For working out I hike steep hills then transition to a pack with 30 pounds in it. Steep hill hiking is best training to me. You want to go up and down as much as possible off trail. You will be stepping over lots of blow downs so practicing on a found blow down on a steep hill works wonders. In the mountains you will rarely if ever be on flat ground. You cant train for lack of oxygen so stay hydrated. If your urine is yellow at all your dehydrated. You can die from being dehydrated in the mountains so dont mess with that at all. Just go slow and stop to catch your breath A LOT. Your not running a marathon in the mountains so go slow and listen A LoT. We have heard bugles starting right on the trail or right off the road and went after them.

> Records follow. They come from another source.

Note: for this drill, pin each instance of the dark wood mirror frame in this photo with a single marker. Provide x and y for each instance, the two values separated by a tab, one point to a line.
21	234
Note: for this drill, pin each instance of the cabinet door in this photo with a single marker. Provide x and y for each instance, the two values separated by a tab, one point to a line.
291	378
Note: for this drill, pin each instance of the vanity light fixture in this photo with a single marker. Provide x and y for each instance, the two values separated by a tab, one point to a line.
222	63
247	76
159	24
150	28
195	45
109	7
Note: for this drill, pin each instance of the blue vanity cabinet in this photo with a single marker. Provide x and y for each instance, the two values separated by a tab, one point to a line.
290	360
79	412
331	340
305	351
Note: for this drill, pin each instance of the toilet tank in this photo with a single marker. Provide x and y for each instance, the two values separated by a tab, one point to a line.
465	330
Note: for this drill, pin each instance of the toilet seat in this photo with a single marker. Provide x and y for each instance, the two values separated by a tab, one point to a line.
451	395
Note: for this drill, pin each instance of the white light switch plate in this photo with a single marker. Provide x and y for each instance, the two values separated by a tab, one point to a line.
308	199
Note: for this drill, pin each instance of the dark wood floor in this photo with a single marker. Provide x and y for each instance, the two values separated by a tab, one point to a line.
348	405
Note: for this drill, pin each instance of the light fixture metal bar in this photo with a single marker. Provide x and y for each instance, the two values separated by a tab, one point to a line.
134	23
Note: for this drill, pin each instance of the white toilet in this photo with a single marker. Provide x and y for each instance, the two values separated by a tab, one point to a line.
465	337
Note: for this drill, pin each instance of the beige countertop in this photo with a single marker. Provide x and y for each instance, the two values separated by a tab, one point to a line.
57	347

We take lots of naps in the middle of day usually in the woods. The reason for this is we are up late or early bugling from the road. There is a lot of good elk hunting close to the road especially if your not hunting from a trail head. I had a buddy tell me if your not finding elk its because your sleeping to much lol.

I woulnt worry about any fancy gadgets or clothing on your first trip unless your thick with cash. You dont need it. You will see plenty of locals with cotton tshirts and blue jeans that kill elk. Merino is real nice but if you have white tail gear use that the first year if you have too if your truck camping. If you hike in 5+ miles from tail head then camp you will want lighter clothes that dry fast. It can take all day for a cotton shirt to dry and 1 hour or less for merino or poly. Merino still keeps you warm wet and I have had it dry while wearing it. In archery season I usualy wear a merino tshirt until evening when we set up. Then it gets chilly the rest of the time Im moving a Lot and sweating a lot. Camo fire is the best place to get merino. They will be having some good sales so keep a eye on it. Check it every day. They have game bags and all sorts of stuff to get your money.

Go have fun. The first time you hear a bull bugle echo off the canyon walls your gonna be hooked for life 

Oh ya you will need a pack that can handle around at least 90 pounds. A bone in back ham on a large bull is 80+ pounds. Plus you will need to carry water.

Bowsite elk forum is good, rokslide has a ton of info too. Some on archery talk forum.

Videos to watch are Coreys elk 101. He has a web site too and a elk class for beginners thats good info. Worth the money if you have it. Corey hunts a lot of otc

Randy Newburg has a free youtube how to elk hunt series very much worth watching.

Born and raised is good to they hunt a lot of otc too.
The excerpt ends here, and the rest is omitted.